Southeastern Section - 67th Annual Meeting - 2018

Paper No. 28-12
Presentation Time: 8:00 AM-12:00 PM


BRADLEY, Philip J., Department of Environmental Quality, North Carolina Geological Survey, Raleigh, NC 27699-1620, PEACH, Brandon T., Department of Environmental Quality, North Carolina Geological Survey, 1620 MSC, Raleigh, NC 27699-1620 and HANNA, Heather D., Department of Geological Sciences, University of North Carolina at Chapel Hill, Chapel Hill, NC 27599

Detailed geologic mapping in Chatham County, North Carolina by the NC Geological Survey, with partial support from STATEMAP, has identified a northwest-southeast oriented network of large-scale topographic lineaments that locally host diabase dikes, faulted rock, and massive to brecciated quartz. The lineaments are prominent on hillshade LiDAR images and, in some cases, extend for multiple miles. Detailed geologic mapping along the lineaments have identified offsets of geologic units and structures. Locally along faults the direction of relative movement can be interpreted from offset of geologic structures.

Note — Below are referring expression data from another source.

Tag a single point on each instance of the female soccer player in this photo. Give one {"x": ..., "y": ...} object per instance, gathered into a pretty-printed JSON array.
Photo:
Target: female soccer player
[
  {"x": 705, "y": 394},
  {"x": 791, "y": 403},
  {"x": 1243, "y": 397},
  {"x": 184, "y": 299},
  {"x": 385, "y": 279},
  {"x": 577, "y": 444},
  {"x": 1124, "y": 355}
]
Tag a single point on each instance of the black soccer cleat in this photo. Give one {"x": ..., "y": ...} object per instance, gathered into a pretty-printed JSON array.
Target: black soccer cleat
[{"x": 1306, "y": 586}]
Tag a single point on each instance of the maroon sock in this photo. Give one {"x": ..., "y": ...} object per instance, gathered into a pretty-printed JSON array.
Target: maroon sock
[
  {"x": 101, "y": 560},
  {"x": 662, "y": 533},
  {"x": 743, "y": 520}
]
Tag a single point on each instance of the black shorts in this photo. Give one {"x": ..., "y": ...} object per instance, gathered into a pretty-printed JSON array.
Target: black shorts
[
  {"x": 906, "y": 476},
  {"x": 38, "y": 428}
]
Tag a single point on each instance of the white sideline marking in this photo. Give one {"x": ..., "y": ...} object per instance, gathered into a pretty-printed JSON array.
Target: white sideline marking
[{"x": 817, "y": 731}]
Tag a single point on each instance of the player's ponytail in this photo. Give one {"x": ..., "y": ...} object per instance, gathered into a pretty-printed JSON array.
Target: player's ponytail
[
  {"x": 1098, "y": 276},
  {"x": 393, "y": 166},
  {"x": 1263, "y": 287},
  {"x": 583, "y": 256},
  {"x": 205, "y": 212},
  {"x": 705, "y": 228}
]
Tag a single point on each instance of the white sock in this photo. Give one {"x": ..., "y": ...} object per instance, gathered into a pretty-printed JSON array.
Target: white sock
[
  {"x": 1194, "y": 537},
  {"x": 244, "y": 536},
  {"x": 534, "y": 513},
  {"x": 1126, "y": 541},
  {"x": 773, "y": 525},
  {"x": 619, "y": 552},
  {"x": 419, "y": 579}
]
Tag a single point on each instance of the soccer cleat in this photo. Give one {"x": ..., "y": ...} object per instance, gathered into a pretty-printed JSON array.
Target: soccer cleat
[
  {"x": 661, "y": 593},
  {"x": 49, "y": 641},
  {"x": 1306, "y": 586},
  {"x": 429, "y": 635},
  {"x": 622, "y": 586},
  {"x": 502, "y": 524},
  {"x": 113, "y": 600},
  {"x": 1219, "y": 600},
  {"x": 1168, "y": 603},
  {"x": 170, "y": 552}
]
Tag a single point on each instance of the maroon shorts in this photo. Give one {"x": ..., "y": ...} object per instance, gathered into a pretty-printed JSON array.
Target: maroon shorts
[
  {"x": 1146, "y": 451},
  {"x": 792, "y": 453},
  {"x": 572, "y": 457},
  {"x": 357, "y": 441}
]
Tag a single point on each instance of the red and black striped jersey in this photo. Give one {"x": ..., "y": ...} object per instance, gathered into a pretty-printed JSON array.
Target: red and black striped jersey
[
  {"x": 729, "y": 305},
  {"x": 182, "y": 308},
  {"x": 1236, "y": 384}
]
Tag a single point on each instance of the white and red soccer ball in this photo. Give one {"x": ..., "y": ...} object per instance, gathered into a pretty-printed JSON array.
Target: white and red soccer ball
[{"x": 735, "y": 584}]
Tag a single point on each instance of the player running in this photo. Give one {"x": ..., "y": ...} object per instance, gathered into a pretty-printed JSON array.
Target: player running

Locally along the same lineament, truncated and offset map patterns occur with continuous (unfaulted) map patterns. These seemingly contrasting map patterns are interpreted to represent normal faulting with associated development of subparallel stepping faults and production of relay ramp structures. Additionally, the fault network forms horst and graben structures within the crystalline rocks of the Carolina terrane.

Along some lineaments, occurrence of abundant massive and brecciated quartz may be a result of extension dilation with subsequent migration of silica-rich fluids and quartz precipitation. Prominent lineaments extend up to the edge of the Triassic basin, but do not appear to continue into the basin, perhaps indicating that the northwest-southeast oriented network of faults predate Triassic sediment deposition. However, diabase dike trends continue into the Triassic basin and may indicate that diabase utilized the older fracture system beneath the Triassic sediments as a preferred conduit.

A locally significant natural spring (Mount Vernon Springs Spring) is located on one of these lineaments. Locally, these lineaments are zones of increased groundwater permeability and flow and may have important ramifications to groundwater resources and pollutant transport.